An order for security for costs means that a claimant is required to pay a sum of money up front in respect of the defendant’s costs, usually into court. It usually suspends the proceedings until security is provided and if security is not given the claimant’s claim is struck out. Security for costs therefore provides an element of predictability for a defendant in the event that they are ultimately successful.
Only defendants can apply for security for costs and an order will only be granted if the claimant:-
- Is resident out of the jurisdiction; or
- Is a company and there is reason to believe that it is insolvent; or
- Has taken steps to evade the consequences of litigation and enforcement.
Claimants have previously argued that where they have an after the event (ATE) insurance policy to cover the cost of the litigation then that should be sufficient security for the defendant’s costs. However, in Catalyst Managerial Services v Libya Africa Investment Portfolio the High Court recently held that that was not the case.
The defendant was an investment portfolio of the Libyan Government. The claimant and the defendant had entered into various contracts for the claimant to provide management services and development. The claimant alleged wrongful termination of the contracts and sought substantial damages from the defendant as well as claiming $15m in unpaid invoices. During the proceedings the defendant applied for an order for security of its costs.

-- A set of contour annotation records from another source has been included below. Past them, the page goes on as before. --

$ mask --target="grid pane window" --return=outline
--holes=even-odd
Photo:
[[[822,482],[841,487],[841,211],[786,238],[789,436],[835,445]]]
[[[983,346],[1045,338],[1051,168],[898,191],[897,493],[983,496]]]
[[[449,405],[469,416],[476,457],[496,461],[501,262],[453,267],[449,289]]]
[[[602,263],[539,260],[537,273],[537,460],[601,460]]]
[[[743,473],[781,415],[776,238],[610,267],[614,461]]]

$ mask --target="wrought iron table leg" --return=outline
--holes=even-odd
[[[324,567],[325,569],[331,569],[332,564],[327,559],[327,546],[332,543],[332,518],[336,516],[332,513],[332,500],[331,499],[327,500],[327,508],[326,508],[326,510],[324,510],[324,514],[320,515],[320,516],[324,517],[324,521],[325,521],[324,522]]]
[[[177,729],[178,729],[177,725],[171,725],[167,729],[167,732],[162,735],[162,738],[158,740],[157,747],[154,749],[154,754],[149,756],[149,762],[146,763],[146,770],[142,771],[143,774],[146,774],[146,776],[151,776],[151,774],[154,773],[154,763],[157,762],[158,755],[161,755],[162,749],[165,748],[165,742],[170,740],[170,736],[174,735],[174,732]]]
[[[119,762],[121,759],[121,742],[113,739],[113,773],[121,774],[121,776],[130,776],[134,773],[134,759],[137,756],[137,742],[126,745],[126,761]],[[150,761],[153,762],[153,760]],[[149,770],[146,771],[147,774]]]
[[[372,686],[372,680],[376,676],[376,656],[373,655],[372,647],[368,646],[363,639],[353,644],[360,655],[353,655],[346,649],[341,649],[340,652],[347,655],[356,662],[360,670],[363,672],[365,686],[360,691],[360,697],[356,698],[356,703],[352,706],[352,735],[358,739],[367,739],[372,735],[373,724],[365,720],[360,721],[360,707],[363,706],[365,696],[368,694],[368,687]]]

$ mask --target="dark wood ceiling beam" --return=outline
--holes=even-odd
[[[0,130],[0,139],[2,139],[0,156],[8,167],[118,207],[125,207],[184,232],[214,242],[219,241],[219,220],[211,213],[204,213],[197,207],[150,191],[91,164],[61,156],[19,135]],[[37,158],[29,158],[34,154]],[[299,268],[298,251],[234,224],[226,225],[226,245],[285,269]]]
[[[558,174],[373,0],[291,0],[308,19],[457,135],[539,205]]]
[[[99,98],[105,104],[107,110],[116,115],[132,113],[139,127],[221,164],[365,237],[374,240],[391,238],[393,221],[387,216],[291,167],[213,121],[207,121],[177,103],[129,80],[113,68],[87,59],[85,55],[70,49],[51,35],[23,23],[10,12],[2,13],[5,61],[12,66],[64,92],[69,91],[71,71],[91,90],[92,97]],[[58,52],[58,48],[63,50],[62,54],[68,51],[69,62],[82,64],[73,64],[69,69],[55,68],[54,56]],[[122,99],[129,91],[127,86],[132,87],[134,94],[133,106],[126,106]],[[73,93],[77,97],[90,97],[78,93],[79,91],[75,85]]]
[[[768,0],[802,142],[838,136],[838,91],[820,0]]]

The court found that there was a real risk that the claimant was insolvent as it had no assets apart from the claim itself. It was likely that, upon the claimant’s insolvency, the ATE policy proceeds would go to unsecured creditors and would not be available to pay the defendant’s costs. The judge ruled that the ATE insurance policy could not be considered as being satisfactory security if the defendant risked becoming an unsecured creditor in a foreign insolvency. The judge also decided that there was a significant risk of avoidance of the policy by the insurers because (1) the defence in part rested on an allegation of forgery against the claimant and (2) it would be possible to argue that the claimant had misrepresented the facts to them.
This case illustrates that for an ATE insurance policy to be satisfactory security, it must give the defendant sufficient protection in terms of scope and amount of cover, risk of avoidance and the diversion of funds.